Aimed at the international market

Lorenzo Studio is specifically aimed at the international market. Cohen made it clear that the product is not the same as the full, end-to-end Lorenzo Regional product that the company remains contracted to deliver to much of the the NHS, through its key customer Computer Sciences Corporation.

“Lorenzo is what has been developed for the NPfIT programme, which is the platform with lots of applications to allow hospitals and other service providers to do a whole lot of detailed stuff. Lorenzo Studio will be be a common platform or spine that we think many countries will find appealing.”

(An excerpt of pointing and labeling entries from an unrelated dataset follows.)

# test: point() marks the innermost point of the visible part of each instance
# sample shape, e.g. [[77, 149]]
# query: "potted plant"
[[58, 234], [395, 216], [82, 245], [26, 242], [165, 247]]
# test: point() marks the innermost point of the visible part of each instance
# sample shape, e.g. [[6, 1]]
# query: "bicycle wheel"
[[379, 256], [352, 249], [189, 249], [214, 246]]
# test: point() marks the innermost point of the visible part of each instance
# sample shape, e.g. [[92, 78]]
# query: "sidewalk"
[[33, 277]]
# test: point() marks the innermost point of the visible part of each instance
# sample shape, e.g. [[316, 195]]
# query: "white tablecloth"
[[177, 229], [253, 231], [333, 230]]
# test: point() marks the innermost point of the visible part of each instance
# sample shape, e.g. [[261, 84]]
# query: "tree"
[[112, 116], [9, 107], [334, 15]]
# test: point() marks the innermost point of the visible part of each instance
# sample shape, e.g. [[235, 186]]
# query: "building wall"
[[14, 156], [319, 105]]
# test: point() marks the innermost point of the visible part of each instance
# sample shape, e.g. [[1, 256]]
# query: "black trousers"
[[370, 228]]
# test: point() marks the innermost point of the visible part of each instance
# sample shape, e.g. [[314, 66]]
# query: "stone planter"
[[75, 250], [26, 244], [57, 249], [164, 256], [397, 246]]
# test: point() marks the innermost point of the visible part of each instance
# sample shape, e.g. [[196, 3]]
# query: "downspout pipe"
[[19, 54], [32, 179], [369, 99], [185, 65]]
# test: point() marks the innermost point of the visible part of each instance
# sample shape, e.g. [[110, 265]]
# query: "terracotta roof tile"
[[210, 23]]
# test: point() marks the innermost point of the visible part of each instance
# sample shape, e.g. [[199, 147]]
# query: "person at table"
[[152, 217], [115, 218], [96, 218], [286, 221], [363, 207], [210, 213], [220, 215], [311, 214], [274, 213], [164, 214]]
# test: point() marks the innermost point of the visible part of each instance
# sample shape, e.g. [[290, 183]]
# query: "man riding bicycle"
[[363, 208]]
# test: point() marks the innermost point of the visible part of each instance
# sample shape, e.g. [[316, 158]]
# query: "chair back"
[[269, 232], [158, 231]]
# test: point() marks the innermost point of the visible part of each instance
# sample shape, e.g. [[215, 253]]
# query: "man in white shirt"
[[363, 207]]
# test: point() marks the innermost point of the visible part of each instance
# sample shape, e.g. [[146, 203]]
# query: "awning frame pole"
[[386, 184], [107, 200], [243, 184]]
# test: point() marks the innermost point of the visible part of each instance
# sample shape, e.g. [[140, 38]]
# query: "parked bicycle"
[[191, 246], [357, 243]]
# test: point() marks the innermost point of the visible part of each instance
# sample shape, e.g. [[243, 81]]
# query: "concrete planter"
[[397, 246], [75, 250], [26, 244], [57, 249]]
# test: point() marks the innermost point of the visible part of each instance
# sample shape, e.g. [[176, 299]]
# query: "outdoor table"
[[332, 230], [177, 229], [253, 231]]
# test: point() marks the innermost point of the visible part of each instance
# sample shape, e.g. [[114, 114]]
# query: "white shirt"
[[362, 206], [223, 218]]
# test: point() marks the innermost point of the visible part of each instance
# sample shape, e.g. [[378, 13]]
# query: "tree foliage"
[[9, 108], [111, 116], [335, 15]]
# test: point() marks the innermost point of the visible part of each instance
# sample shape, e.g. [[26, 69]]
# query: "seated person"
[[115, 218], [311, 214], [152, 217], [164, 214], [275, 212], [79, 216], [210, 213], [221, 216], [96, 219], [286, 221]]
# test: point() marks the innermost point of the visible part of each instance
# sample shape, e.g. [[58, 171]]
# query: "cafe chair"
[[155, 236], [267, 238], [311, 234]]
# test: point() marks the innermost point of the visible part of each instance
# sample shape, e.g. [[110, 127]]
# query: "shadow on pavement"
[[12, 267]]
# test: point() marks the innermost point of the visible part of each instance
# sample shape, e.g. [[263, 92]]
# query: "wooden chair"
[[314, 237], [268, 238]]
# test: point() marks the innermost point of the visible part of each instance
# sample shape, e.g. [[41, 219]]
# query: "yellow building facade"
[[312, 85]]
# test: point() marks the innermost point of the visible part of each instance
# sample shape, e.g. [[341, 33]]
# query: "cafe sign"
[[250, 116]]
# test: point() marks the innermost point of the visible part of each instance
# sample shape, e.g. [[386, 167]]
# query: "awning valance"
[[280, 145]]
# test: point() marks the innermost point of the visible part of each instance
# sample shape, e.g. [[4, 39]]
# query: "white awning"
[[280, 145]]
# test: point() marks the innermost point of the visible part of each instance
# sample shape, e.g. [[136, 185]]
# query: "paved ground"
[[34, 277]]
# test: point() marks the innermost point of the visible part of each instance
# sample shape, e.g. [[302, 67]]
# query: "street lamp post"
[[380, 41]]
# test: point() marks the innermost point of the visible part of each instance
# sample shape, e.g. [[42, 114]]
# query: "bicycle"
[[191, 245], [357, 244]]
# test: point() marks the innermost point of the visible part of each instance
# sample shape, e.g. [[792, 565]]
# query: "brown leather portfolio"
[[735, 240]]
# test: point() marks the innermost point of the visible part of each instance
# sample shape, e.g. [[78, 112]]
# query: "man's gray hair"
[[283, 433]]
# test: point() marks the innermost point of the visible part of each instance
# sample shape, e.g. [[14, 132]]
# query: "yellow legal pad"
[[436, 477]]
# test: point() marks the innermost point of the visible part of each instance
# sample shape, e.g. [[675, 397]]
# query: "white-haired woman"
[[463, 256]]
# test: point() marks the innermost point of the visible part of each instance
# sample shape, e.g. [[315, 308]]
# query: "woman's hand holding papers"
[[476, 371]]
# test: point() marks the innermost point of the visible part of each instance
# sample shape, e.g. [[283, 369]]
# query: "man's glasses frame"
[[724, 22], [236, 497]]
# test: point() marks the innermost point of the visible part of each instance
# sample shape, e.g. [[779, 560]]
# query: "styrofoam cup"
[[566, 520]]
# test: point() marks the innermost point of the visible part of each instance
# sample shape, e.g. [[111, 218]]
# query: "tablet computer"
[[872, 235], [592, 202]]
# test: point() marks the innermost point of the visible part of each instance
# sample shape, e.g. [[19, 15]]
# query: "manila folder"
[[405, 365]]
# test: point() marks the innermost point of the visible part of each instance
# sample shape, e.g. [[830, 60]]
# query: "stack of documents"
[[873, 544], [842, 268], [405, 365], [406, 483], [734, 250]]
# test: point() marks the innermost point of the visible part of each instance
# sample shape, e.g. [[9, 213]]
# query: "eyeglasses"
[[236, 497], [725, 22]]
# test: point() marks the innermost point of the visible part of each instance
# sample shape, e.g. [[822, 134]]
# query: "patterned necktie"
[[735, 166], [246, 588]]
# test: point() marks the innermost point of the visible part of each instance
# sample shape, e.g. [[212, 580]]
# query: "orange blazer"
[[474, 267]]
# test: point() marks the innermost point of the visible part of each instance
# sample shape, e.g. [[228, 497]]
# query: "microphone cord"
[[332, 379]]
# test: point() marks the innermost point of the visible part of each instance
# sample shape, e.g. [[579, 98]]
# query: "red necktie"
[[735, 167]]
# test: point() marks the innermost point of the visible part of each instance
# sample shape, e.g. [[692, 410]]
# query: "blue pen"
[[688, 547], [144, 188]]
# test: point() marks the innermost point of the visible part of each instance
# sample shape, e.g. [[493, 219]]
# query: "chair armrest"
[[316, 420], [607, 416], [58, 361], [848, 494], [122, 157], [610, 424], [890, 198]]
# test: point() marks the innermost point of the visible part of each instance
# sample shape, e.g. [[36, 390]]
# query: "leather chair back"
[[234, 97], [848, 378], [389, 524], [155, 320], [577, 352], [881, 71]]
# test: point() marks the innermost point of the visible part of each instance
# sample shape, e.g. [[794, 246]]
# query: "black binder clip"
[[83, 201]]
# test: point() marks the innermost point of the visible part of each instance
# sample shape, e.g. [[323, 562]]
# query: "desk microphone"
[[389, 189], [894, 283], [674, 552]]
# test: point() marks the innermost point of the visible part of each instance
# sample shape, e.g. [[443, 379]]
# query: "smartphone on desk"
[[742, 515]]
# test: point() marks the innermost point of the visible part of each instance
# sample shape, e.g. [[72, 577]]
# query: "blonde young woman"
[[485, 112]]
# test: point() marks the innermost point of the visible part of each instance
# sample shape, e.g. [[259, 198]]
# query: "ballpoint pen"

He said interest had already been shown by health bodies in Australia and Germany, and that he expected this would be the way the market would go in other countries, including the US.

“We’re designing this for our international market. The difficulty is that the NHS has a particular contract and model they are working to, and this is the full Lorenzo product with full Lorenzo product set.”

But in other countries around the world, Cohen said there simply wasn’t enough money to replace current legacy systems. “In other contries, the issue is how to get benefit from existing systems,” he said. “The UK started from wanting to replace legacy systems; at the time contracts were awarded, there weren’t the software and technologies around that there are around now.”

Living in America

The focus on the US is new. Only last year, the IBA boss said that the market was too big for for it to look to tackle and that it was better placed and experienced to target socialised healthcare systems.

In his phone interview, however, Cohen said: “We think this will have a large application in the US,” arguing: “It could potentially be run by Health Management Organisations who run distributed healthcare models.”

Cohen acknowledged, however, that any attempt to tackle the US market would mean trying to tackle a fiercely contested market, taking on some very capable and experienced comeptitors in the process.